Author Carol Topolski is a psychoanalytic psychotherapist, so she knows how to twist the minds of her characters. In Do No Harm she has created the strikingly believable and creepy Dr Virginia Denham, a brilliant obstetrician, solid and respectable, who appears to live a blameless life of hard work and total dedication to her patients.
No one knows about Virginia's loveless childhood or her destructive imaginary friend Ruby, who has followed her into adulthood. No one sees the weird eating disorder that has her in its grip. And, most importantly, not a soul guesses that the model surgeon has a bizarre fascination with knives, or can begin to understand the way she lives behind her own front door.
Topolski chills the reader slowly as she reveals Virginia's weirdness. She shows how circumstances and other people's bad choices have herded her towards disaster.
There are chances of salvation along the way - like new mum Gilda who senses Virginia's sado-masochistic urges and tries to channel it in a safer direction. And there are people who might have offered the lonely, isolated woman help and friendship. But Virginia is hard-wired to reject them. And when she discovers the secret daughter who is loved unreservedly by her mother, there is no hope of her mind not breaking entirely.

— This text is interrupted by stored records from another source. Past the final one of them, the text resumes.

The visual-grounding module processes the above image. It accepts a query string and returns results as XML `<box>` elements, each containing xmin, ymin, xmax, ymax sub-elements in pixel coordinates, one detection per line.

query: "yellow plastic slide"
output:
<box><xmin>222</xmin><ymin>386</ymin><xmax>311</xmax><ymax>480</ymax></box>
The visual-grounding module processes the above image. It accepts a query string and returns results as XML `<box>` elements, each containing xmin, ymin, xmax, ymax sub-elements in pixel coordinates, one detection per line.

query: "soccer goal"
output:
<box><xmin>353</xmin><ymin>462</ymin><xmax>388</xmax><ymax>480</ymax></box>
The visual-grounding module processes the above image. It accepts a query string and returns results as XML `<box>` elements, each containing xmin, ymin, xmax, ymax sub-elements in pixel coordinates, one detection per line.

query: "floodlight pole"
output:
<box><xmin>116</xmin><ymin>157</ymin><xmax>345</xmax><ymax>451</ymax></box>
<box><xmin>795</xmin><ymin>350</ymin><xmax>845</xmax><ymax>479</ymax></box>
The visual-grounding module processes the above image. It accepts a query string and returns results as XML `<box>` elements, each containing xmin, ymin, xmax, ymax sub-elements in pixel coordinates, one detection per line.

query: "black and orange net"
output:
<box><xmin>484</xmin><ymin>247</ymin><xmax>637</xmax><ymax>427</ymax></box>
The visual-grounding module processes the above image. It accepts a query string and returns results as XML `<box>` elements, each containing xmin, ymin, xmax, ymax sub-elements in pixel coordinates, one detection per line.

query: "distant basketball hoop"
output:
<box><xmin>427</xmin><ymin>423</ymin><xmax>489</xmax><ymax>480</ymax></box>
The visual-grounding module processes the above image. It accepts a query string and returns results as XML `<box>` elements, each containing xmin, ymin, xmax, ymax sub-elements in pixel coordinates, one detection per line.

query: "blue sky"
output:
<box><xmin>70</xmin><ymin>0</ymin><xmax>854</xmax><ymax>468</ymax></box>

This isn't your classic fast, one-note thriller. Topolski is fascinated by the inner workings of her characters but the plot detours too much and too often for the pace to really crack along. We venture back to the war years of Virginia's father, for instance, to see what makes him tick, witness her mother's coldness and her love affair with the family doctor, and see the impact it had on Virginia as a child.
Topolski is interested in exploring the details of how a monster is created rather than keeping her readers skidding though the pages.
Do No Harm is about the line between good and evil, how easily it is crossed, and how the potential for both exists within us all. The story of a good doctor going bad is possibly more psychological than it is thriller - the characters are complex, the structure a bit scattered at times - but it's still haunting and compelling.
Above all, it seems frighteningly plausible.